In a recent opinion piece for GamesIndustry.biz, former Rockstar Lincoln head Mark Lloyd singles out a key issue: it is harder for managers to detect issues workers are having when they're not sharing a space.
"If any studio finds themselves in the unfortunate position of traditional crunch as they entered this crisis, then a remote working situation could further harm how a team comes together to overcome the challenges apparent in those pressurised moments," Lloyd says. "That in turn leaves leadership teams no longer looking at tired faces in the office, eating pizza for the second month running, providing a clear reminder of the crunch people endure and the effects it is having on the team.

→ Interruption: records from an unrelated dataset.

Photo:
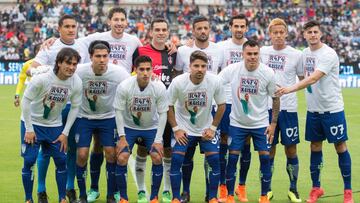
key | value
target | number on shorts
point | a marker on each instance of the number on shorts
(335, 129)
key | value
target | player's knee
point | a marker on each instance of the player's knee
(167, 152)
(273, 151)
(248, 140)
(177, 160)
(60, 162)
(97, 148)
(223, 138)
(290, 151)
(29, 162)
(82, 156)
(340, 147)
(141, 151)
(156, 158)
(110, 154)
(123, 158)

"Those leaders will be sleepwalking into a crisis where the people in their teams are damaging themselves, their families, and ultimately the studio's livelihood by being unable to manage their productivity and lives remotely."
As for Respawn, Grenier himself acknowledges this same problem in response to a Reddit commenter. "Reading a room is hard when you're not all in a room anymore," he writes.
The questions that the Glassdoor review raise about Respawn, and that Grenier and other employees say the studio is doing an admirable job with, are the same questions that we should be asking about many more studios for the next few years. This widespread shift to remote work has the potential to reshape the games industry for the better in many ways, and we'll likely see remote work become more of a regular practice. Teams that embrace it for the sake of increasing diversity and adopting truly flexible hours may not want to go back. On the flipside, the data suggests it's a matter of asking when and not if more pandemic crunch stories will surface.
Lloyd ends his recent piece by warning that "a rush into this 'new norm' will create a feeling of crunch that we have yet to experience as an industry." It may be the case that one developer at Respawn had an uncommonly bad time within an overall supportive system, but it's almost certainly true that remote work pandemic crunch is the new norm for many developers—we just haven't heard about it yet.